# Course Title: Programming for Data Applications
# Course Code: LDSCI7234
# Course Leader: Dr. Jiri Motejlek
# student ID: 23220031
# NB: See report for detail explnation of the project
# Model did not include in files, please download files and run the code. 
# Thank you for your troubles.

### Task One: Data Collection (20 Marks)
- Collect a large and diverse textual dataset suitable for training word embeddings.

- Ensure that the dataset is preprocessed: remove special characters, lowercase all words, etc.

**The first objective is to detail the necessary steps for effectively cleaning text. These steps will be methodically applied to the text file titled "Crime and Punishment". Following this, I will develop a function specifically designed for preparing the training process.**

#### Method
Step 1: Collect Data and Open in Jupyter Notebook
- "Crime and Punishment" by Fyodor Dostoyevsky. Download from Project Gutenberg using the following link: https://www.gutenberg.org/ebooks/2554.txt.utf-8
- Download the plain text "UTF-8" version of "Crime and Punishment" by Fyodor Dostoyevsky to my local drive.
- Use `read()` to open the txt file (week5).

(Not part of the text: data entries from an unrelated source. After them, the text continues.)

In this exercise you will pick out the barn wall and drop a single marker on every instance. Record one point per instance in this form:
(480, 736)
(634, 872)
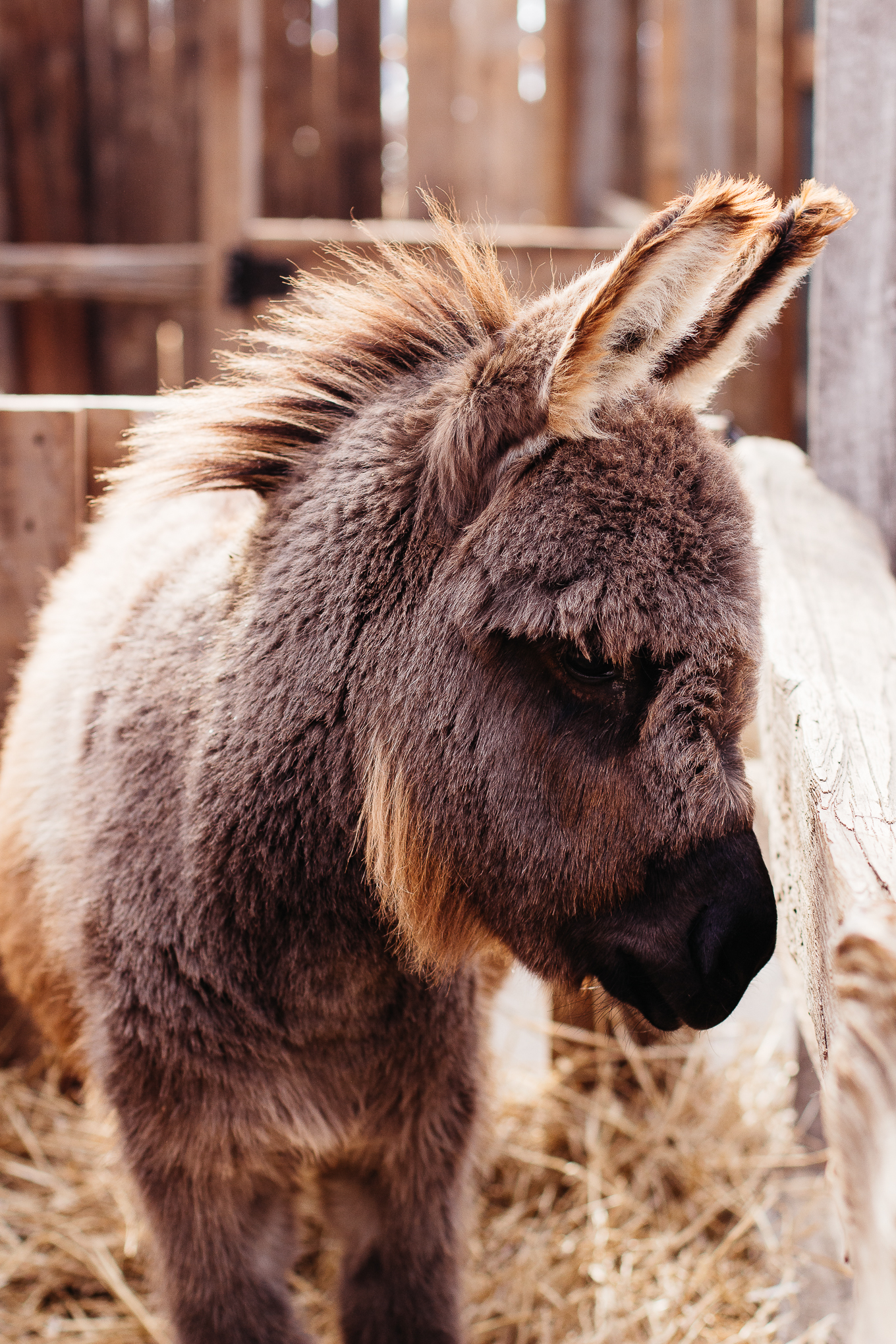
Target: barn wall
(852, 382)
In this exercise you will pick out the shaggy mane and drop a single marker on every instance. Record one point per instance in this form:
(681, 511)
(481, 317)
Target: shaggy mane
(319, 356)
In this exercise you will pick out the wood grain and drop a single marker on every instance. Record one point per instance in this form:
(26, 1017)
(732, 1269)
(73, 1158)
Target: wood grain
(43, 476)
(828, 726)
(53, 451)
(852, 390)
(112, 273)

Step 2: Data preparation for Training
##### text cleaning 
-> case normalisation -> contraction expansion -> tokenisation -> removing punctuations -> removing stopwords

##### case normalisation（lower case）

##### Remove whitespaces and non printable characters
- apply strip(), and then use join() to combine the words into one string.
- use split(), strip(), join() (week5)

##### Tokenization
- I will use Gensim to train a model, using the cleaned_CAP text.
- Gensim expects the data to be in the format of [[word, word, word], [word, word, word], [word, word, word]]. #Week11
- Therefore, we use: `sent_tokenize` + `word_tokenize`.

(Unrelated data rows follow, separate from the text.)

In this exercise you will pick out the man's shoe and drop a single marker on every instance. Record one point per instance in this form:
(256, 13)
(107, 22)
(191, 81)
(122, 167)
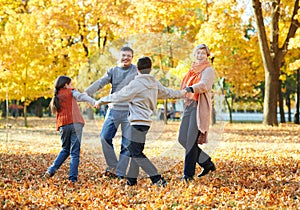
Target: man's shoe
(109, 173)
(207, 167)
(131, 181)
(187, 179)
(161, 183)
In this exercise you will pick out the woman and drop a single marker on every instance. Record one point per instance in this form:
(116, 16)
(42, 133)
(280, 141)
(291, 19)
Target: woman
(196, 117)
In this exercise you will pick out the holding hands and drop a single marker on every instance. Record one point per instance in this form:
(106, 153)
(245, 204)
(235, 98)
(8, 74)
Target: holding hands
(98, 103)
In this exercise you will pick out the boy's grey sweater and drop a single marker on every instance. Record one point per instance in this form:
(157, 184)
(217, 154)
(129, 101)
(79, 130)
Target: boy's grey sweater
(142, 94)
(118, 77)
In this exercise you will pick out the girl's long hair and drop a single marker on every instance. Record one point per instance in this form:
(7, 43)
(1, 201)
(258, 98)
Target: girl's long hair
(60, 82)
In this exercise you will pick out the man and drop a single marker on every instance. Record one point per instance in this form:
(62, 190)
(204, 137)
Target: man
(118, 76)
(142, 94)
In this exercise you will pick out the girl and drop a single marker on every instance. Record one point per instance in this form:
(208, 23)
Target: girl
(69, 123)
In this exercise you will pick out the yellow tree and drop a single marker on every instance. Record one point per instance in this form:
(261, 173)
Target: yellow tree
(274, 42)
(25, 56)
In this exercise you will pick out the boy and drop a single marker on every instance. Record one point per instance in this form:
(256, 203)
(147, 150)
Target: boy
(142, 94)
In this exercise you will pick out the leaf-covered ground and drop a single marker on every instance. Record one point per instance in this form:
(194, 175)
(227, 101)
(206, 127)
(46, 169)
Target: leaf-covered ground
(257, 168)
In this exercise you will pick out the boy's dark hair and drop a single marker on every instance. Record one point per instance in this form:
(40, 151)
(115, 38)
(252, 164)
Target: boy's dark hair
(126, 48)
(60, 82)
(144, 65)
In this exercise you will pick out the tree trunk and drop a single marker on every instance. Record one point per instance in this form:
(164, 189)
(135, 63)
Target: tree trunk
(273, 56)
(288, 104)
(297, 120)
(90, 113)
(38, 108)
(3, 108)
(280, 100)
(166, 111)
(25, 115)
(270, 100)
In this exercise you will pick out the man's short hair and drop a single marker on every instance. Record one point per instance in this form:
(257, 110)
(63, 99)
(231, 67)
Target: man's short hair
(144, 65)
(126, 48)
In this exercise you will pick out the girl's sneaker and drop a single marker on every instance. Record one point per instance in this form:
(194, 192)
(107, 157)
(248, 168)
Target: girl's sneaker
(161, 183)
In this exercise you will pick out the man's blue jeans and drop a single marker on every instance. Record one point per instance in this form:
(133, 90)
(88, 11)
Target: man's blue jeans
(71, 141)
(113, 119)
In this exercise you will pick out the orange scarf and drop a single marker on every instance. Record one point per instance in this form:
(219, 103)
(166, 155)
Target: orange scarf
(192, 77)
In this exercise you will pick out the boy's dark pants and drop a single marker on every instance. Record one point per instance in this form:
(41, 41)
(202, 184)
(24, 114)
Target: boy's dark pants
(139, 159)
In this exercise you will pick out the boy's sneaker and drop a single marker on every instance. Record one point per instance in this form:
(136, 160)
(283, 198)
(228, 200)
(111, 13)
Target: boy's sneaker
(110, 172)
(47, 175)
(131, 181)
(161, 183)
(187, 179)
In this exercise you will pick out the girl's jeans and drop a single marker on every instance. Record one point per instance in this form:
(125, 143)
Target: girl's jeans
(71, 140)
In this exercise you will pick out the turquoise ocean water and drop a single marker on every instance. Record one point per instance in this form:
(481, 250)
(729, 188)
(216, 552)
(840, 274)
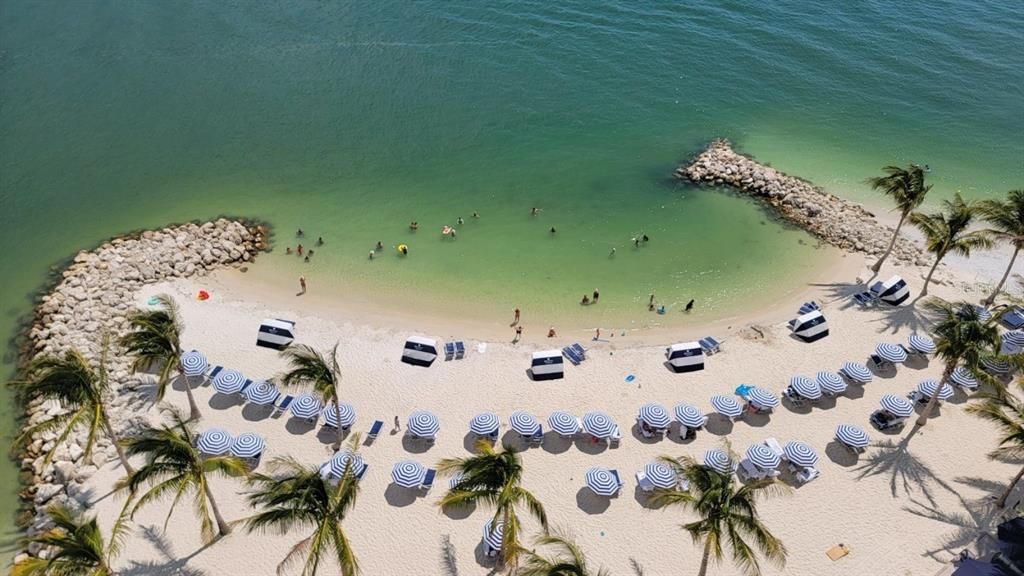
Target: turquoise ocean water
(352, 119)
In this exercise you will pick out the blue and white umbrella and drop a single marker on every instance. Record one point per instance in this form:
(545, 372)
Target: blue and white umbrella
(800, 454)
(857, 372)
(523, 423)
(343, 416)
(423, 424)
(346, 459)
(924, 344)
(689, 416)
(763, 398)
(598, 424)
(891, 353)
(493, 536)
(228, 381)
(896, 406)
(928, 387)
(563, 422)
(719, 461)
(726, 406)
(963, 377)
(214, 442)
(654, 415)
(830, 382)
(247, 445)
(602, 482)
(763, 457)
(409, 474)
(194, 364)
(662, 476)
(485, 423)
(805, 387)
(306, 406)
(261, 393)
(854, 437)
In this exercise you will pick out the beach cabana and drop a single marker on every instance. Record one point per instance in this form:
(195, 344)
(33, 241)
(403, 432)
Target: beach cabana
(420, 351)
(685, 357)
(893, 291)
(275, 333)
(547, 365)
(810, 327)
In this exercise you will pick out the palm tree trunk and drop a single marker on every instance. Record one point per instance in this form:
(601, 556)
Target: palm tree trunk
(702, 571)
(878, 265)
(1006, 275)
(222, 527)
(117, 445)
(1001, 502)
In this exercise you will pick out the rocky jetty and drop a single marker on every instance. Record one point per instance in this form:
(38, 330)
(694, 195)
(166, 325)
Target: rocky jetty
(95, 294)
(838, 221)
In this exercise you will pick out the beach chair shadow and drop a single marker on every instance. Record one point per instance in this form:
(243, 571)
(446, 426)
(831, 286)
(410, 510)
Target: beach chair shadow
(590, 502)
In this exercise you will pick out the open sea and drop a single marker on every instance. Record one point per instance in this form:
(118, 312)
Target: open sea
(352, 119)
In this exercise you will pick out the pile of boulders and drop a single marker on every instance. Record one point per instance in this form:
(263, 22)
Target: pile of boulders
(95, 295)
(834, 219)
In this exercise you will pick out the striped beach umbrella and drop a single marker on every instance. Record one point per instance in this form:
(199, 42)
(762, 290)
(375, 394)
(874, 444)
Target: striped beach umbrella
(654, 415)
(726, 406)
(306, 406)
(484, 423)
(689, 416)
(763, 398)
(852, 436)
(423, 424)
(719, 461)
(830, 382)
(523, 423)
(896, 406)
(194, 364)
(214, 442)
(805, 387)
(343, 416)
(602, 482)
(662, 476)
(928, 387)
(261, 393)
(857, 372)
(247, 445)
(598, 424)
(763, 457)
(800, 454)
(494, 534)
(408, 474)
(563, 422)
(963, 377)
(891, 353)
(228, 381)
(924, 344)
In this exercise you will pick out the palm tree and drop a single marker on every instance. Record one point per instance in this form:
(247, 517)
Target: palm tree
(297, 496)
(1007, 412)
(1007, 219)
(306, 366)
(907, 190)
(77, 545)
(494, 478)
(568, 561)
(961, 337)
(173, 465)
(79, 388)
(156, 340)
(948, 232)
(727, 515)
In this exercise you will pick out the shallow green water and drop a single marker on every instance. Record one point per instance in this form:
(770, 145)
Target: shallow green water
(352, 120)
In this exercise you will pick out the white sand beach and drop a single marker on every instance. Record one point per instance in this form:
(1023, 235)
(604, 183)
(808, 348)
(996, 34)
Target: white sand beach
(906, 506)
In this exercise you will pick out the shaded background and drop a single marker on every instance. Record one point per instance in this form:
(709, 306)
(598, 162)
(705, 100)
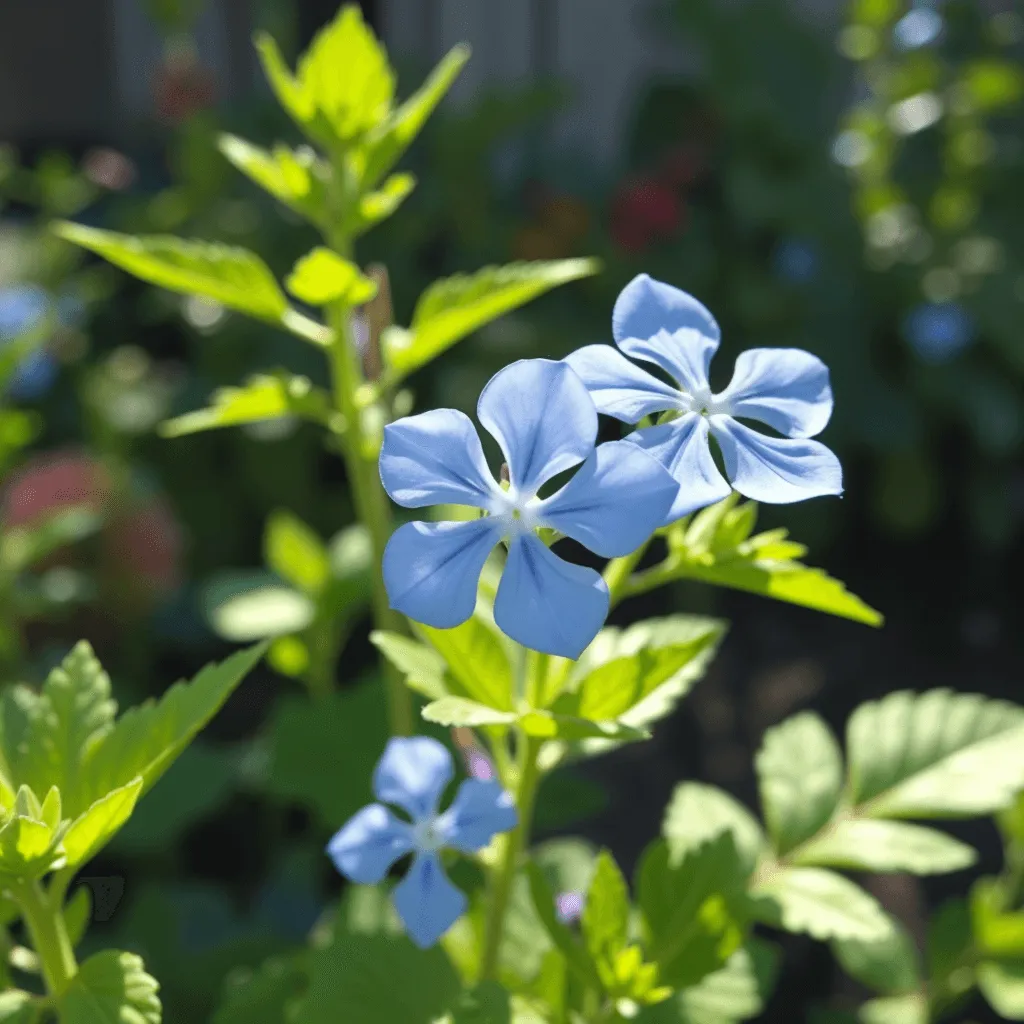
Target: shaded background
(841, 177)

##### removing punctuations
- use string.punctuation

In [None]:
##### Remove stopwords

##### word expansion #ref1: https://www.geeksforgeeks.org/nlp-expand-contractions-in-text-processing/

#### Remove special charaters

##### Import all the modules 

In [None]:
import unicodedata
import nltk
import string
import contractions
import gensim
from flask import Flask, request
import random 

### Combine the above steps into a function to call to clean text files in preparation for training.

#### Method:
1. `convert_utf` function #week11
   - Converts text files to Unicode UTF-8 to unify text files and potentially fix irrational text, question marks, and mojibake.
2. `.lower()` #week5 
   - Normalization to lowercase.
3. `nltk.word_tokenize()` & `nltk.sent_tokenize()` #week9 & week11
   - Tokenizing the text into sentences and then tokenizing each sentence into words, in the format of [[word, word, word], [word, word, word], [word, word, word]], and continuing to clean the text.
4. `string.punctuation`
   - Removing punctuation.
5. `contractions.fix()`
   - Expanding contracted words.
6. `word.isdigit()`
   - Removing numbers, as an examination of text from Project Gutenberg revealed numbers at the beginning of the text unrelated to the context of the book.
7. Remove '---' and '...' using an if/not statement
   - As I examined the text, I found these two symbols remaining.
8. Remove stopwords.
9. Add the cleaned words of each sentence to `training.data`.

In [None]:
def clean_and_convert_text(raw_text):
    #Define the function for converting UTF text format 
    def convert_utf(text): 
        text = text.replace('\u2018', "'").replace('\u2019', "'").replace('\u201C', "`").replace('\u201D', "`").replace('\u2013', '-').replace('\u2014', '-')
        text = unicodedata.normalize('NFKD', text)
        text = text.encode('ascii', 'ignore')
        return text.decode('ascii')

    #Step1: Convert to UTF characters
    UTF_text = convert_utf(raw_text)

    #Step2: Normalisation to lowercase
    normalised_text = UTF_text.lower()

    #Step3: Tokenisation
    sentences = nltk.sent_tokenize(normalised_text)
    training_data = []
    for sentence in sentences:
        words = nltk.word_tokenize(sentence)
        
        #Step4: Remove punctuations
        words_no_punctuations = [word for word in words if word not in string.punctuation]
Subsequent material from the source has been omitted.